In the late 19th century, Ainsworth Rand Spofford, the sixth Librarian of Congress, went looking through America’s early newspapers for the the earliest notice of a lottery he could find. What he found had been published in February 1720, in the American Weekly Mercury. This lottery was not the colonies’ first, Spofford cautions—only the first for which he could find a printed notice. The ad promised 350 tickets would be sold, for 20 shillings a piece.
The prize? “A new brick house, corner of Third and Arch,” in Philadelphia.
As Philadelphia came to surpass Boston as the colonies’ largest city, its growth was funded in no small part by lotteries. “It was looked upon as a kind of voluntary tax for paving streets, erecting wharves, buildings, etc., with a contingent profitable return for such subscribers as held the lucky numbers,” wrote Spofford in 1893.
Philadelphians used lotteries to build a battery on the Delaware River to defend the city, span creeks with bridges, and fund roads that led from the countryside into the city. But it was far from the only city in the American colonies that depended on people’s willingness to try their luck. In the 17th and 18th centuries, lotteries were a thriving business, both public and private, and without them, early America couldn’t have been built.
The tradition of lotteries came to America from Europe, where they first started gaining traction in the 16th century. According to one scholar, the first lottery used to raise government revenue and offer a cash prize was held in Florence, Italy, in 1530. Soon France picked up on this innovative means of raising money, and the British crown adopted the lottery in 1569. By the 1700s, lotteries were a popular way to raise money for all sorts of projects and were seen less as a sinful pastime than a civic duty. In the early 18th century, The Independent reports, the Archbishop of Canterbury lent his good name to lotteries funding the British Museum and Westminster Bridge.
From the earliest days of colonial history in America, lotteries were essential to the project’s survival. In the summer of 1612, the Virginia Company held a lottery to raise additional funding for the struggling settlement at Jamestown. (A tailor named Thomas Sharplisse won the largest prize—4,000 crowns, a small fortune.) Three years later, the company tried the same gambit, with a focus on the greater good that would come from white people colonizing the New World. “As pitched by the Virginia Company, buying a lottery ticket was an act of charity that could save a savage’s soul,” Matthew Sweeney writes in The Lottery Wars.

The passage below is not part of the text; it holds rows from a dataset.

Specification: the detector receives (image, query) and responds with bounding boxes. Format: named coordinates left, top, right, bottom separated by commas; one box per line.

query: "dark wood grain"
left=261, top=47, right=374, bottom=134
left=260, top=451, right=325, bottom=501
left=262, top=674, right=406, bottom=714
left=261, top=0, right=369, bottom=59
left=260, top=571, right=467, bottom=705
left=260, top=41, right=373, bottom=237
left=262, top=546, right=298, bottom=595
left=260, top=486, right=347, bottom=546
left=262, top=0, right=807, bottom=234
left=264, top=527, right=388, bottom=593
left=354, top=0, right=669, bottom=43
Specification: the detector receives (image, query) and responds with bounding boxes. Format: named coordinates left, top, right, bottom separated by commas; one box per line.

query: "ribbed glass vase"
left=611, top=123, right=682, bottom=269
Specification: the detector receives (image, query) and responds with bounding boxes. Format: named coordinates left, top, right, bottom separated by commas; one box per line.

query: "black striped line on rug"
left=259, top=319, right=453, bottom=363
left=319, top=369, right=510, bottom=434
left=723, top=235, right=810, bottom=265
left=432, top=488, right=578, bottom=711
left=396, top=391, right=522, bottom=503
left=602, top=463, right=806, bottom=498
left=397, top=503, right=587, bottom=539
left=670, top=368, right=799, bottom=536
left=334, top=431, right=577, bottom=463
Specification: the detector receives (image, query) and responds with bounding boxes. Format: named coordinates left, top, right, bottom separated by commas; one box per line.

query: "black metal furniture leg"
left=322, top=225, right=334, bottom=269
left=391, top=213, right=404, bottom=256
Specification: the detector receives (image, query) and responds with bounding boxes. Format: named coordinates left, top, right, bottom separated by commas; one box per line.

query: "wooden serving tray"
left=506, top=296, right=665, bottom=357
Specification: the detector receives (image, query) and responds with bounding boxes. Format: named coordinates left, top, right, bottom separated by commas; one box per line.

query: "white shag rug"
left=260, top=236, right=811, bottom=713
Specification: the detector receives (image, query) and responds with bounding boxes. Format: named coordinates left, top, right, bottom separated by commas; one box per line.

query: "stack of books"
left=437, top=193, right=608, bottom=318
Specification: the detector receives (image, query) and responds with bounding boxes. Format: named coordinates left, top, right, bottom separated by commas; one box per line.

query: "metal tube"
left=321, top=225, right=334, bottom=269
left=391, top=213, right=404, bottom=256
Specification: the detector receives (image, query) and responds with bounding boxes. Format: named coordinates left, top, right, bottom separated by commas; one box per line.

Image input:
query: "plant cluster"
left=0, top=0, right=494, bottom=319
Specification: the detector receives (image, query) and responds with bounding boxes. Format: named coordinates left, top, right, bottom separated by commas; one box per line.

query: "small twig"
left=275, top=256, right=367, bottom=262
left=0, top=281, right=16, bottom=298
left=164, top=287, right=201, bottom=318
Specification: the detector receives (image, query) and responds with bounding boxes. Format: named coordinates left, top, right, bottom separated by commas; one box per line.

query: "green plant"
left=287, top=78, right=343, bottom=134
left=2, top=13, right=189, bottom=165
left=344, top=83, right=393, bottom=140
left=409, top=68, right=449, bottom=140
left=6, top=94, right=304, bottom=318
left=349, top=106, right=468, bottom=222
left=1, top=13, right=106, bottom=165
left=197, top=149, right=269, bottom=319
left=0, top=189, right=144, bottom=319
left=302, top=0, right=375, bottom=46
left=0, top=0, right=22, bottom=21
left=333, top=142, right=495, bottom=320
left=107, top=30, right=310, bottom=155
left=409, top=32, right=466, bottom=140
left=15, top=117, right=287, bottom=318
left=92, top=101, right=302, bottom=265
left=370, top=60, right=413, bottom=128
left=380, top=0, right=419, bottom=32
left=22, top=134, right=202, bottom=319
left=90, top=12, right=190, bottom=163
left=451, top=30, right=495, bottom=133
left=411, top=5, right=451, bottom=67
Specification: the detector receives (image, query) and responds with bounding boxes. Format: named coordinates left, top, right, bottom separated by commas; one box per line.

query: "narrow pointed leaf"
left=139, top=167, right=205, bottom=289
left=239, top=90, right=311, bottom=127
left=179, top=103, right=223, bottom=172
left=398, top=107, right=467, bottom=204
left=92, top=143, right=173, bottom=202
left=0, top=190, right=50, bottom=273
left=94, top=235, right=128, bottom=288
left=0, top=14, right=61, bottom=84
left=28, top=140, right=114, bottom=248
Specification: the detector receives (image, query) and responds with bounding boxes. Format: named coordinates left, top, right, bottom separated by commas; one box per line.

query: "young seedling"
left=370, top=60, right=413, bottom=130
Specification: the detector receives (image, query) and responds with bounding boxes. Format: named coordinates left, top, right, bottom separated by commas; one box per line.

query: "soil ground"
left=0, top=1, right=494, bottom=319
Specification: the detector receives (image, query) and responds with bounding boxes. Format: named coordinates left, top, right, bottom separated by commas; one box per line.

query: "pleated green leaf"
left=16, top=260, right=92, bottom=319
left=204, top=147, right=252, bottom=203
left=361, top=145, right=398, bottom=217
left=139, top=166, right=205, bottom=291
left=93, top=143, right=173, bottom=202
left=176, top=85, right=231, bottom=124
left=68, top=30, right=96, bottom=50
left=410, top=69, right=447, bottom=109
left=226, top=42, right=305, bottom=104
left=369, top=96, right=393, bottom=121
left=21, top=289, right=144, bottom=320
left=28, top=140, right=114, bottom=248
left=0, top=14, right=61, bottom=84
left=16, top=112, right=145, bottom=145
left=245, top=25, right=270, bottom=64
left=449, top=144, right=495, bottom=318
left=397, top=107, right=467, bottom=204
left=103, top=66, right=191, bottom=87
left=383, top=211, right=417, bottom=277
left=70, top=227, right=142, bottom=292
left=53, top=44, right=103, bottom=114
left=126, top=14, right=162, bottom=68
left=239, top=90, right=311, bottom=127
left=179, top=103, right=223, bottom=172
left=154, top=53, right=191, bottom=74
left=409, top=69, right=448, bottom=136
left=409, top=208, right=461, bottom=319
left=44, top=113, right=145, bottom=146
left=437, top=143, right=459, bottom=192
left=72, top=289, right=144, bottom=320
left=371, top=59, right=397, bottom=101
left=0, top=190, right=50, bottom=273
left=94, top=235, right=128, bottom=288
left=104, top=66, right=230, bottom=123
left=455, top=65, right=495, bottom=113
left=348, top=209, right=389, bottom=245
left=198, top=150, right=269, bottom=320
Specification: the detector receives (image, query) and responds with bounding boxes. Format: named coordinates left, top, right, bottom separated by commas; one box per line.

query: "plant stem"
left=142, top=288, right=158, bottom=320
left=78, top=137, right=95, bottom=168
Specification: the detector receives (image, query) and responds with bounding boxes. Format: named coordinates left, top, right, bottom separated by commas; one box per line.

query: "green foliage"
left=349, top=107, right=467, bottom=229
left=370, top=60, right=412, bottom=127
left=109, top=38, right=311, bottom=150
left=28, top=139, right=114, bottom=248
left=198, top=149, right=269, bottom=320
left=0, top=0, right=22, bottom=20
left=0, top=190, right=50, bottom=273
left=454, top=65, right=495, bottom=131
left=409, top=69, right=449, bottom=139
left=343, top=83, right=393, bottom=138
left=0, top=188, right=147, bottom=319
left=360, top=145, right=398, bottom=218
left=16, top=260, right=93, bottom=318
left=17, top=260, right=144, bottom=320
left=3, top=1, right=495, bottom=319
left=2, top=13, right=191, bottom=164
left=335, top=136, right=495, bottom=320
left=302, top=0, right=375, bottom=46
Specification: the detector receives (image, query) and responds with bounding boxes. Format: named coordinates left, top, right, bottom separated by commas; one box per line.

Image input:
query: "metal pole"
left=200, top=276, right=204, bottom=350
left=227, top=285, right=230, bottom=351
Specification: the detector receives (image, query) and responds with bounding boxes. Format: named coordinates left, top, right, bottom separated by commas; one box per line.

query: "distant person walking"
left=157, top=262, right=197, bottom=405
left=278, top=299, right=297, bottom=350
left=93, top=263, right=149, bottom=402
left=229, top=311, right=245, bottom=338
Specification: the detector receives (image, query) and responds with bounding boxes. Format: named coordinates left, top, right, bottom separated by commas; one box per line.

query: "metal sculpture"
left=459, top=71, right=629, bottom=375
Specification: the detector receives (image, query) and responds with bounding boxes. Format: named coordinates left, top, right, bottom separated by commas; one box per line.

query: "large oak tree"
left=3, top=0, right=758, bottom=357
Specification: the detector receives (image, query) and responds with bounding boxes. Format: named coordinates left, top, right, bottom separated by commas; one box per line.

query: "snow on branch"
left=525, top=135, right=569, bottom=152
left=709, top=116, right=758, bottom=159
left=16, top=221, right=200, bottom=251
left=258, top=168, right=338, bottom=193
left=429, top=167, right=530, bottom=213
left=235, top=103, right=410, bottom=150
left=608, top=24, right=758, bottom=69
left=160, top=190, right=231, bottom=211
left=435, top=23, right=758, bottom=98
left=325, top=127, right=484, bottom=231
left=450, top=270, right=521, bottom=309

Lotteries didn’t just save the Virginia Company’s settlers from starvation, though. When the colonies revolted against the crown, lotteries helped the new United States of America survive. In 1776, the Constitutional Congress held one to benefit the soldiers of the Revolution. (Since the value of the new country’s currency was fluctuating wildly, it was less successful than hoped.) Once the colonies won the war, the new states leaned heavily on lotteries to raise revenue, in part because they were not eager to tax newly independent citizens who’d just rebelled against taxation by a central authority. Lotteries funded the growth of the country’s earliest colleges, including the College of New Jersey (later Princeton), Dickinson College, Harvard, and Yale, of many, many churches, and of iconic buildings, including Boston’s Faneuil Hall, which needed to be rebuilt after it burned down in 1761.
But in the 19th century, the popularity of lotteries waned as they were haunted by corruption. It was easy enough to announce a lottery, sell tickets, and abscond with the money without offering a prize. In New York and Massachusetts, lotteries were banned in the 1830s, and later in the century most states followed suit. Government lotteries wouldn’t become popular again until the second half of the 20th century, when states started using them once again—to raise revenue without raising taxes.